Chrysler Suicide Watch 26: Connect the Dots
Kids love to play connect the dots. When the dots are numbered sequentially (with a few outlining details thrown in to keep 'em focused), it's easy to do. When the numbers are missing, it's hard to see anything more than random points on a page. And so it is with Chrysler, an American automaker that's generated enough bloggable news during the last six months to keep Google News-alerted surfers away from their designated job for hours at a time. Even though only Chrysler's new owners know their real game plan, there's been enough new "dots" to form a recognizable pattern. What it reveals is a company on the cusp of a major revolution.
The first dot: DaimlerChrysler
dumping selling Chrysler. Several companies showed interest in buying Chrysler early on, but most industry analysts expected Canada's Magna Corporation to be a shoo-in. Magna had the balls; Chairman and founder Frank Stronach is the personification of unbridled ambition. Magna had Chrysler-specific auto building experience; they held the contract to assemble Chryslers and Jeeps in Europe and run the paint shop at the Jeep Wrangler plant in Toledo, Ohio. And Magna had the money.
But before the Chrysler deal went down, the automaker announced it was moving production of Euro-spec Chryslers from the Magna-Steyr plant in Austria to Chrysler's plant in Brampton, Ontario. Magna wasn't happy. The Canadian Autoworkers Union (CAW) loved it. Dot two.
Third dot: the private equity firm Cerberus came from nowhere to grab the golden ring. It was the union's turn to be displeased. United Auto Workers (UAW) president Ron Gettelfinger and CAW president Buzz Hargrove both suspected that Cerberus was about to "strip and flip" their meal ticket. They saw storm clouds gathering over Auburn Hills.
And yet, after just one meeting with the three-headed dog's masters, both union leaders did a complete 180. Gettelfinger said the sale of Chrysler to the private equity fund was in the "best interests of our members." Hargrove, who had said he was "pissed off" over the sale, suddenly decided "Chrysler is better off under Cerberus ownership than they would be under Daimler." Dot four.

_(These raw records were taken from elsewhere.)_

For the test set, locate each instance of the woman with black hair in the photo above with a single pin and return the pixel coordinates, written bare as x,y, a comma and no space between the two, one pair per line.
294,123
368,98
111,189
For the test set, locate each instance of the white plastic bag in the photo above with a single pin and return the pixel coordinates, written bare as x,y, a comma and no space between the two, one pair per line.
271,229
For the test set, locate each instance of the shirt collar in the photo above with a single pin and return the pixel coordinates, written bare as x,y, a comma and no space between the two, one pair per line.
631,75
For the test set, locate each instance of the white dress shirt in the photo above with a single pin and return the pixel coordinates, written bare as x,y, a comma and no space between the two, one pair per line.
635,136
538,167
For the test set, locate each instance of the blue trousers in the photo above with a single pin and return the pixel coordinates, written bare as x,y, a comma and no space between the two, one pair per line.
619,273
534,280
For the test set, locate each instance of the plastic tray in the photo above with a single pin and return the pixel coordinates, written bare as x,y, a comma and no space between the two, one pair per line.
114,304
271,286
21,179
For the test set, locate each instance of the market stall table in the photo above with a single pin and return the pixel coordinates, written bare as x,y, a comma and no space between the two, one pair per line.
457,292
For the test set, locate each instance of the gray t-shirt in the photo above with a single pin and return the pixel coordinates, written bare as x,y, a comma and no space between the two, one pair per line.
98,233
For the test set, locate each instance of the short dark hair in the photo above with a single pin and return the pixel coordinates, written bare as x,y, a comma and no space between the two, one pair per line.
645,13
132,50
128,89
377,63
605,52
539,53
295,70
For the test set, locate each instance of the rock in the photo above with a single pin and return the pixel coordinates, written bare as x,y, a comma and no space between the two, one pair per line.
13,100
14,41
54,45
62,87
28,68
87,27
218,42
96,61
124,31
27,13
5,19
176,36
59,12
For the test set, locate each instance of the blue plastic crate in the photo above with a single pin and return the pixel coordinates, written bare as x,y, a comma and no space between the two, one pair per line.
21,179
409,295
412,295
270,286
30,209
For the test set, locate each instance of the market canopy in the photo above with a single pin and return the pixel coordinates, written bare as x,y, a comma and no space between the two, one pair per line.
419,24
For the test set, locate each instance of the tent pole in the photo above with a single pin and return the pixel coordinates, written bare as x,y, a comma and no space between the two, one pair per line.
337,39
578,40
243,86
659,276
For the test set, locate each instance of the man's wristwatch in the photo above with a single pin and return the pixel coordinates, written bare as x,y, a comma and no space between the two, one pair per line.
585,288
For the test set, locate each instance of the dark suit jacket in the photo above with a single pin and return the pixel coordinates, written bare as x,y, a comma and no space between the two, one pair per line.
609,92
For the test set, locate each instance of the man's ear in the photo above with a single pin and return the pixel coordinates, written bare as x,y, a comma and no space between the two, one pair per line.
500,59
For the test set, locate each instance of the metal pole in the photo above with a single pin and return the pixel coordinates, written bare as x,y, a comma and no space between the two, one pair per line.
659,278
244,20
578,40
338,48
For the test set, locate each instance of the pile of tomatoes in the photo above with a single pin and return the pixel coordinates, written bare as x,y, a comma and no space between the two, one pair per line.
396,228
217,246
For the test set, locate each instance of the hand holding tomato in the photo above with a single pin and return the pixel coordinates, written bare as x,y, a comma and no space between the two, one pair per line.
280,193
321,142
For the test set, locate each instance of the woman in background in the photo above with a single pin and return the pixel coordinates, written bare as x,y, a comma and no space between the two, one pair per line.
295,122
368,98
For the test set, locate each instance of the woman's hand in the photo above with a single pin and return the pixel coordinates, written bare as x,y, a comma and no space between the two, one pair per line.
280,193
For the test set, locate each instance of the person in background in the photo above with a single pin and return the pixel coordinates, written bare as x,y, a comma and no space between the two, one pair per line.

Fifth dot: after taking over Chrysler, Cerberus revamped the company's upper management. Union-friendly CEO Tom Lasorda suddenly found himself shuffled aside to a vice president's position. Former Home Depot CEO Robert Nardelli took over as Chrysler CEO. Toyota's Jim Press moved in as co-vice president, to run sales and marketing. Both came from companies known for their decidedly anti-union stance, yet the UAW and CAW were both uncharacteristically quiet about their selection.
Then came dot six: negotiating a new UAW contract. In return for ponying-up a bunch of billions for a health care VEBA superfund, the UAW's leadership agreed on a contract radically different from the GM deal. The Chrysler agreement doesn't include job guarantees or commitments not to close or sell plants. If the UAW's members ratify this agreement, it leaves Cerberus free and clear to shut down whatever plants they choose, whenever they choose. OR… sell those plants to someone else.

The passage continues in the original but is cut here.